Il chercha à l’embrasser. Elle détourna sa
bouche de pêche. Il pensa que ç’avait été le
dernier acte.
Pas du tout. Ils parcoururent les lieux les plus
secrets et inaccessibles de la ville. Minnie Bibble
avait des yeux émerveillés d’enfant. Elle adorait
les portes, les passages secrets. Ils dérobèrent par
jeu, dans une prison désaffectée, une serrure
d’époque médiévale.
De nouveau, il essaya de l’embrasser. De
nouveau, en vain. Rideau, cette fois.
Mais non. Car, le soir même :
- On va au cimetière ? dit-elle.
Surprenante, cette phrase. Il était minuit.
Minnie Bibble, c’était vraiment la dernière
danseuse du dernier bal. Or, c’est la ravissante
Minnie Bibble qui, à minuit, était venue le chercher,
lui qui était aussi triste et désabusé qu’Errol Flynn
dans les films de la fin. Non, ce n’était pas rien.
La porte était ouverte. Ils marchèrent, vers le
sommet de l’île des morts, entre les sépultures.
Les cyprès balançaient leurs flammes noires dans
le ciel. L’ombre des platanes dansait sur les pierres
tombales. Minnie Bibble avait les yeux d’un gris
vert. Elle sortit, de son sac, une bouteille de vin
bulgare dont l’étiquette représentait une icône du
Christ, et un paquet de cigarettes ukrainiennes de
contrebande.
- Sur la tombe de qui sommes-nous ?
A ce moment la lune se montra, entre deux
nuages. Ils déchiffrèrent l’épitaphe. Allongés sur le
gazon, parmi les pâquerettes et les coquelicots, ils
apprirent qu’ils se trouvaient sur le sépulcre du
dernier descendant de Shakespeare. La brise tiède
était fraîche. Minnie Bibble dit :
- Combien de gens sont morts en mai !
III

- Ce n’est pas facile, de dire.


Il avait déjà essayé de l’embrasser deux fois.
Mais Minnie Bibble, à minuit passé :
- Dis-moi… chuchota-t-elle.
Il lui prit la main. Il crut que l’histoire avait
commencé. Il n’était pas pressé. Il savait, aussi,
que tout début annonce la fin. Minnie Bibble
soupira :
- Je m’en irai, dans quelque temps.
Minnie Bibble retira sa main, et l’histoire était
finie. Ils ne seraient plus jamais tels qu’ils avaient
été, au cimetière. Mais ils y avaient été, un instant.
Les chemins de ses médiadis, ceux qu’il
n’avait jamais écrits, avaient connu des gestes si
rares ! Voici un train qui entrait en gare.
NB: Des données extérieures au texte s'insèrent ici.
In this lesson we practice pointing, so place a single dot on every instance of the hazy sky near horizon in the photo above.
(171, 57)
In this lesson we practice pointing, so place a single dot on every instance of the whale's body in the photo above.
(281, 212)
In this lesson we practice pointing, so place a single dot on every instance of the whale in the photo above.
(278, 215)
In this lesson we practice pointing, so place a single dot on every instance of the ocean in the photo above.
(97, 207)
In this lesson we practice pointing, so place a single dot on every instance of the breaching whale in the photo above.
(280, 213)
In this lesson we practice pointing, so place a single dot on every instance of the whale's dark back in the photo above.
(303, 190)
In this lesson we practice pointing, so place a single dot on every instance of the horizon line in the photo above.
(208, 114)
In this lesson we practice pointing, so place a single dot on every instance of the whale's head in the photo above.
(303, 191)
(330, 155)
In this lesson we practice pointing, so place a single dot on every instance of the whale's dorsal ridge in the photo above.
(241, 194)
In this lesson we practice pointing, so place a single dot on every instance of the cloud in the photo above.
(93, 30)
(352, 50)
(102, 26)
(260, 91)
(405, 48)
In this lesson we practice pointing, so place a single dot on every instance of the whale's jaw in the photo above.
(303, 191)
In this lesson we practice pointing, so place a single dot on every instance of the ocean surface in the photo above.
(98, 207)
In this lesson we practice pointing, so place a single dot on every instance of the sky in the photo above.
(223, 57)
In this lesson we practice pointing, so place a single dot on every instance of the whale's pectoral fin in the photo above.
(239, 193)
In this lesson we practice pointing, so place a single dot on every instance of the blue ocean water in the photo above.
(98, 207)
Qui saura
les hasards des rues, de leurs coins tôt ou tard
tournés, de leurs absences apparues, de tant de
leurs destins mort-nés ? T’en souviendra-t-il,
Minnie Bibble, tu allas un jour au joli cimetière, sur
la terre où tu t’allongeas. Elle est fragile, la
frontière entre les morts et les vivants, pauvres
morts froids et chairs d’amants. Si l’on est
mourant à jamais, heureux qui vit le joli mai. La vie
est une loterie. Vent, soleil et coquelicots se mirent
aux tombes en pluies. Ce sera la mort, le gros lot.
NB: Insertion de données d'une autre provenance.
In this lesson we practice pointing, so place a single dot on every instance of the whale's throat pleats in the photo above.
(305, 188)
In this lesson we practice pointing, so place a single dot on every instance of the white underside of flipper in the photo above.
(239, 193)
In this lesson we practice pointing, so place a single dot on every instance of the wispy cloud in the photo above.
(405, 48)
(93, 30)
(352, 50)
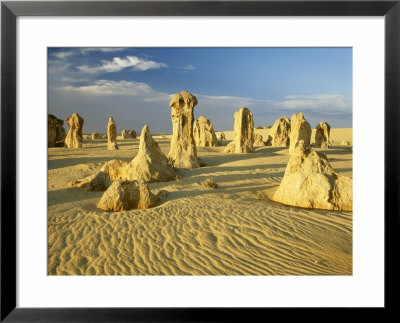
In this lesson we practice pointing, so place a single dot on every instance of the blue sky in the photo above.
(135, 85)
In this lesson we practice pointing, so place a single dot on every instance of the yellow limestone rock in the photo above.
(51, 131)
(112, 134)
(132, 133)
(279, 133)
(203, 133)
(97, 182)
(74, 135)
(127, 195)
(258, 140)
(311, 182)
(150, 164)
(300, 129)
(322, 132)
(243, 132)
(183, 148)
(56, 132)
(125, 134)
On se croit vivant à jamais, mais chacun peut
mourir en mai.
Les chemins de ses médianoches avaient
connu des rires si frais ! Puis qui se souviendra,
après ? Villes de jour, villes de nuit, filles à midi ou
à minuit, tous les lieux qui avaient été ceux de ses
rendez-vous, parfois aussi des adieux durs, et
d’événements doux au fur des émotions à sa
mesure. Une nuit de lune, au cimetière où tant
d’illusions l’on enterre, il avait parlé la langue des
morts dessous des cieux étoilés d’or. Et au ciel
s’élevaient les arbres, cyprès noirs sur les blêmes
marbres. Ils étaient si nombreux sous la pierre,
Français, Italiens, Allemands, Russes, gens de
toute la terre d’Europe. Et lui, il avait plus d’années
que tant d’aventures fanées.
On agite aux morts la main, la même main
que l’on offre ou que l’on refuse, promesse d’un
seul lendemain. Et voici qu’une larme fuse.
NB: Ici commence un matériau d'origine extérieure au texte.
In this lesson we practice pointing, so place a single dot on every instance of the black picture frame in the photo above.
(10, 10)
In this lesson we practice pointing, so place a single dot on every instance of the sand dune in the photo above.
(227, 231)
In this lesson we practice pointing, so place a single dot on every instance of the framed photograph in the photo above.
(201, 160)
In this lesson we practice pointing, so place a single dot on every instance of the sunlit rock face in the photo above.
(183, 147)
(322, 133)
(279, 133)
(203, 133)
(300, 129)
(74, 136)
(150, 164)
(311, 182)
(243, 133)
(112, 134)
Les chemins de ses médianoches avaient
semé des bouts de son cœur partout, en douleur et
bonheur. Les portes des saisons jolies avaient eu,
jadis, les lèvres si fraîches ! C’était une surprise,
comme une brèche dans la tristesse de la vie. Le
temps avait fauché comme brins d’herbe les profils
de perle et les perles-lunes. Parfois il était advenu
qu’il perde le Soleil et la Lune en l’autre ou l’une.
Mais il avait été ici, un instant ; et il restait si peu
de temps. C’était encore le printemps, pourtant,
peut-être le dernier printemps. Et il savait qu’un
jour il irait, qu’un triste jour il reviendrait tout seul,
au joli cimetière, tout de son long gisant sous terre.
Lui, le prochain mort à jamais, il avait vécu son
dernier mai. L’ultime aube et chantez, colombes !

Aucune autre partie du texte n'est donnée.